Serving as executive director of Student Services at Valley View School District 365 only stoked that ambition.
“I’m thinking, ‘Hey this is great! I’m able to positively impact kids, families, adults, the organization, etc., and I wanted to do more. I wanted to continue to expand my influence to do right by kids. That’s what led me to the doctoral program,” he says.
NIU’s curriculum stressed “the importance of educational leadership” and provided the kind of authenticity that only current and former superintendents can offer.
“It was a very good blend of research and practice, and it helped me think as an educational leader about action research,” Barbini says, “identifying a problem, and then critically reviewing and analyzing the problem through the lens of research and evidence; and not only exploring the issue but using research to identify ways to address it and move forward for kids and the grownups who serve them.”
For Kyle, who began his new role eight months ago, the courses he took in the principal prep program “got me excited about going to the next step to get my doctorate.”
“What I loved about the cohort at NIU was that it was diverse – females, males, African-Americans, Hispanics, Asians, a really good mix of people,” says Kyle, who previously served as principal of St. Charles East High School. “Those Saturdays we spent engaging with each other, and discussing things, were pretty powerful.”
His responsibilities in District 200 include the oversight of safety; student and staff discipline; both high schools (Wheaton Warrenville South, from which he graduated in 1990 when it was known as Wheaton Central, and Wheaton North); hiring and firing; student handbooks; academic calendars; and Freedom of Information Act requests.

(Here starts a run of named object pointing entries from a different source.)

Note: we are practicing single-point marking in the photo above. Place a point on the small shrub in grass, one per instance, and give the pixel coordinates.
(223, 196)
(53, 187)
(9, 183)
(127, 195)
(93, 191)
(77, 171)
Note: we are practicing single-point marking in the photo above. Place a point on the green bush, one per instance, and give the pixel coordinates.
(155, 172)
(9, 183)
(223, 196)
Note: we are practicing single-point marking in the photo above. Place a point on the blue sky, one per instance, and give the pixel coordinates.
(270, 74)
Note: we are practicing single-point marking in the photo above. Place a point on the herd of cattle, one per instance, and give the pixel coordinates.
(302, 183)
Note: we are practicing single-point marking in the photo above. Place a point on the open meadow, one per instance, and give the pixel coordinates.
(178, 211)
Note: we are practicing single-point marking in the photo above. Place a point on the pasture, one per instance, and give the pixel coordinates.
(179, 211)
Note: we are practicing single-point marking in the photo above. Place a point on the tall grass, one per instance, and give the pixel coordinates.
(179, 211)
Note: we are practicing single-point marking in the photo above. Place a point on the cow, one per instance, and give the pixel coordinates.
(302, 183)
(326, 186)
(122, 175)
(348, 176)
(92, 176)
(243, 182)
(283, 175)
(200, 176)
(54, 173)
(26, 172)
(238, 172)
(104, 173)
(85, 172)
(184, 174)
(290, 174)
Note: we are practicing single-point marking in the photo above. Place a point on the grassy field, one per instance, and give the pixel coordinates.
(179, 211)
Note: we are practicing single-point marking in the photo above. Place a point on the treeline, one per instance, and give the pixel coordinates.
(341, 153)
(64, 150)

As he finds that “every day is different, every day is busy and there are no two days alike, just like when I was a building principal,” Kyle sees his NIU education in play as he navigates the learning curve needed for an assistant superintendent.

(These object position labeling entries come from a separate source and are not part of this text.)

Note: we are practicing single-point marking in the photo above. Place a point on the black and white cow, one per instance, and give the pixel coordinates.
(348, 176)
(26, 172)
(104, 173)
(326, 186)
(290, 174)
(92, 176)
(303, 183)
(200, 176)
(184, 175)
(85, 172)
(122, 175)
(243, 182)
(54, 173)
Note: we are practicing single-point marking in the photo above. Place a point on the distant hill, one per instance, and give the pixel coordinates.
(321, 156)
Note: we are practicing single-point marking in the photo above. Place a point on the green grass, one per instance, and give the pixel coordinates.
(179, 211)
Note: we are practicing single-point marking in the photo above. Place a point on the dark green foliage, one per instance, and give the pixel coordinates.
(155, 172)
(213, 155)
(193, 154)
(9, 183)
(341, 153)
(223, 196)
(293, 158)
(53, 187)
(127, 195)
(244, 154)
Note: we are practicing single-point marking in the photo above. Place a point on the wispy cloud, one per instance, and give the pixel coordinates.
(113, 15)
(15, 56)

“I just got through a three-hour policy meeting, and I was remembering when we learned about school board policy at NIU,” he says. “You just kind of add that to your understanding.”
One of his NIU textbooks, Bolman and Deal’s “Reframing Organizations,” continues to provide a frequent reference for his leadership questions. The network of professional connections he built here continues to guide him.
Memories of the talented faculty, and how easy it was to reach them and Graduate Program Advisor David Snow, continue to impress him.
“NIU is the best bang for your buck. You get great professors,” Kyle says. “I feel like NIU was very helpful to me, and I’m always going to be a big, big fan.”
So is Barbini.
“The connections I’ve made with the professors are lifelong connections, and I’m thankful for their influence, personally and professionally,” he says. “I know I can call any of them at any time, and they would be glad and happy to help. It was nothing short of a true blessing to be able to work with them and to have them with me throughout the process.”
Fellow members in his cohort, meanwhile, added to the rich conversations that encompassed voices inside and outside and reinforced his notion that “none of us is as smart as all of us.”
He plans to take these philosophies and teachings with him to Libertyville District 70, home to four elementary schools, one middle school and 2,500 students in kindergarten through eighth-grade.
“I really try to look at issues that emerge as opportunities – opportunities to continuously learn, grow and improve, that whole growth mindset,” Barbini says. “It’s best to take a look at these opportunities from as many angles and perspectives as possible because that opens up pathways. It doesn’t close them.”
As he and his wife pack up their house for their move to Libertyville with their 3-year-old twin boys and Goldendoodle, he is eager to get started.
“I’m really looking forward to getting to know the community – the kids, their parents, their teachers, their administrators, the school board – because it starts with relationships, and that requires a lot of face-time and a lot of listening, learning and reflection,” he says. “I’m really excited to embed myself in that wonderful community. It’s an honor.”